Cylc-flow: test battery: flaky tests

Created on 27 Nov 2018  路  34Comments  路  Source: cylc/cylc-flow

Just to record that that the test battery can fail randomly or in certain scenarios (under a time zone, when an environment variable is present, etc). This ticket is just to check if it'd be possible to make it more stable, perhaps avoid re-running it, and, of course, sporadically failures.

[Edited by @matthewrmshin ] Since #3224, sensitive tests have gained their own hierarchy in the source tree under flakytests/ and run under Travis CI in serial. New flaky tests should be moved to the hierarchy, with the view that it may be possible to move some back to live with the other non-flaky tests. (I have commented out the original list - as the source tree is now the master list.)

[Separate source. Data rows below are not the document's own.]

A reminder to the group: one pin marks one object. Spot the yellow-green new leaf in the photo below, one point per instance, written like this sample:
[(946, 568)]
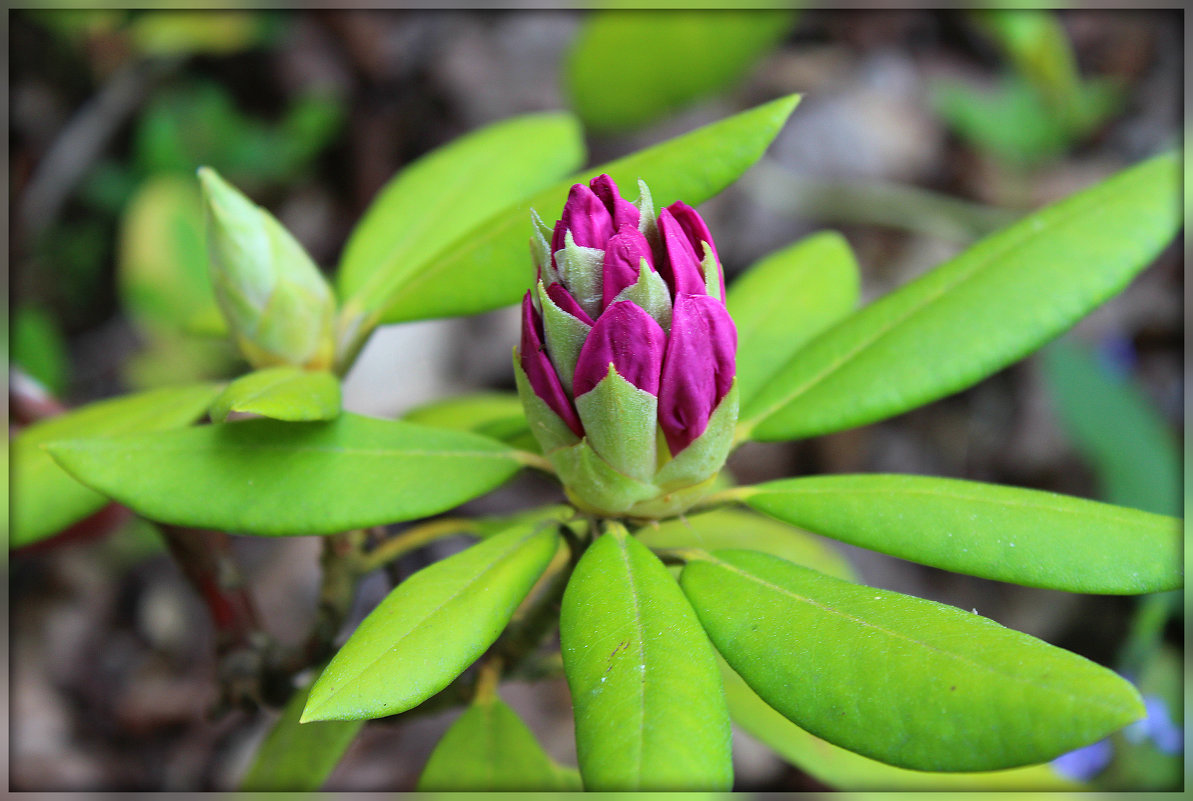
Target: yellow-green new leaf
[(784, 300), (432, 627), (274, 478), (283, 393), (436, 201), (489, 266), (489, 749), (977, 313), (650, 712), (1025, 536), (45, 498), (901, 679), (846, 770), (298, 757)]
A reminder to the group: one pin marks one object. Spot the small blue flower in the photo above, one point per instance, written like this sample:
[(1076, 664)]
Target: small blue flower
[(1083, 764)]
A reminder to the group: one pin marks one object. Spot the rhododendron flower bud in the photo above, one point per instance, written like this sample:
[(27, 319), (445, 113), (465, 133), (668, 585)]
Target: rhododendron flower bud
[(626, 361), (276, 301)]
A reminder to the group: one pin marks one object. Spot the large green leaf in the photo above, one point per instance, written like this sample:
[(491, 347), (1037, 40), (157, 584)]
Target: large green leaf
[(283, 393), (846, 770), (432, 627), (489, 749), (273, 478), (1026, 536), (628, 68), (904, 681), (786, 299), (977, 313), (446, 193), (298, 757), (490, 266), (736, 528), (650, 712), (45, 499), (1120, 433)]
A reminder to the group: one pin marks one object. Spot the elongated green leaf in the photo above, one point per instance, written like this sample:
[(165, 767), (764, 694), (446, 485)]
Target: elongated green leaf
[(628, 68), (988, 307), (650, 712), (446, 193), (904, 681), (298, 757), (735, 528), (1025, 536), (432, 627), (1113, 424), (45, 498), (492, 414), (490, 267), (489, 749), (846, 770), (283, 393), (273, 478), (786, 299)]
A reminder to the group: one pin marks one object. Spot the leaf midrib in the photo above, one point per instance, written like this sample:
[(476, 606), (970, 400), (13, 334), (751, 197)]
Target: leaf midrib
[(1064, 509), (980, 265), (896, 635), (498, 561)]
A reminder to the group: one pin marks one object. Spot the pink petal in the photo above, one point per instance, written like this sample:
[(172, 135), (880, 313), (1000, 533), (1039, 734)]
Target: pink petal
[(629, 339), (698, 369), (586, 217), (680, 266), (623, 211), (697, 233), (539, 371)]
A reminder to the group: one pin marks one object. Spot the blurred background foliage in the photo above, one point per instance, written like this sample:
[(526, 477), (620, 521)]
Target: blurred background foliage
[(920, 131)]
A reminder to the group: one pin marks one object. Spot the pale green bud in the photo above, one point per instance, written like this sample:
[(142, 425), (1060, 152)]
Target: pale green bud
[(277, 303)]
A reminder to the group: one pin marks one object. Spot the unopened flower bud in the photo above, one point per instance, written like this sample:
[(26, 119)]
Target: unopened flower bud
[(276, 301), (626, 362)]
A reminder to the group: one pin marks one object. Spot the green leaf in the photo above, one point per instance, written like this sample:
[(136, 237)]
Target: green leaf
[(846, 770), (1025, 536), (904, 681), (492, 414), (735, 528), (489, 749), (273, 478), (650, 713), (162, 260), (786, 299), (433, 203), (431, 627), (1116, 427), (628, 68), (975, 314), (283, 393), (298, 758), (489, 267), (45, 498)]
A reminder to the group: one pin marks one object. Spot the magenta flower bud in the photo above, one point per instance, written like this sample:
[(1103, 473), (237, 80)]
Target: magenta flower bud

List (post #3224 and #3286):

  • ./tests/cylc-reset/03-output-2.t - failed in #3311
2019-08-25T21:54:01Z DEBUG - zmq:send {'data': (True, 'Messages queued: 1')}
2019-08-25T21:54:02Z CRITICAL - [t2.1] status=running: (received)failed/XCPU at 2019-08-25T21:54:00Z for job(01)
2019-08-25T21:54:02Z DEBUG - [t2.1] -running => failed
2019-08-25T21:54:02Z CRITICAL - [t2.1] -job(01) failed
2019-08-25T21:54:02Z ERROR - AUTOMATIC(ON-TASK-FAILURE)
    Traceback (most recent call last):
      File "/home/travis/build/cylc/cylc-flow/cylc/flow/scheduler.py", line 252, in start
        self.run()
      File "/home/travis/build/cylc/cylc-flow/cylc/flow/scheduler.py", line 1505, in run
        self.suite_shutdown()
      File "/home/travis/build/cylc/cylc-flow/cylc/flow/scheduler.py", line 1211, in suite_shutdown
        raise SchedulerError(self.stop_mode.value)
    cylc.flow.scheduler.SchedulerError: AUTOMATIC(ON-TASK-FAILURE)
2019-08-25T21:54:02Z ERROR - Suite shutting down - AUTOMATIC(ON-TASK-FAILURE)
  • ./tests/registration/02-on-the-fly.t - failed in #3311
    cylctb-20190825T214903Z/02-on-the-fly localhost 43027 TIMEOUT ==== /tmp/travis/cylctb-20190825T214903Z/registration/02-on-the-fly/02-on-the-fly-cylc-run-dir-stop.stderr ==== ClientTimeout: Timeout waiting for server response. ==== /tmp/travis/cylctb-20190825T214903Z/registration/02-on-the-fly/02-on-the-fly-cylc-run-dir-stop.stdout ==== ==== /tmp/travis/cylctb-20190825T214903Z/registration/02-on-the-fly/02-on-the-fly-cylc-run-dir-2-validate.stdout-contains-ok.stderr ==== Missing lines: REGISTERED cylctb-20190825T214903Z/02-on-the-fly -> /home/travis/cylc-run/cylctb-20190825T214903Z/02-on-the-fly

(When adding new ones, please bear in mind that the list is in alphabetical order.)

bug

Most helpful comment

how to hammer flaky tests on Travis CI

  1. Activate Travis CI in your own clone.
  2. Make a new branch with a single commit that changes .travis/cover.py to run just the flaky test(s)
  3. push the the branch to your clone ... observe build results, re-trigger at will

All 34 comments

Leaving unassigned, good issue to any other newcomer to the project too 馃帀

Sorry hijacked the issue to record other flaky tests as well.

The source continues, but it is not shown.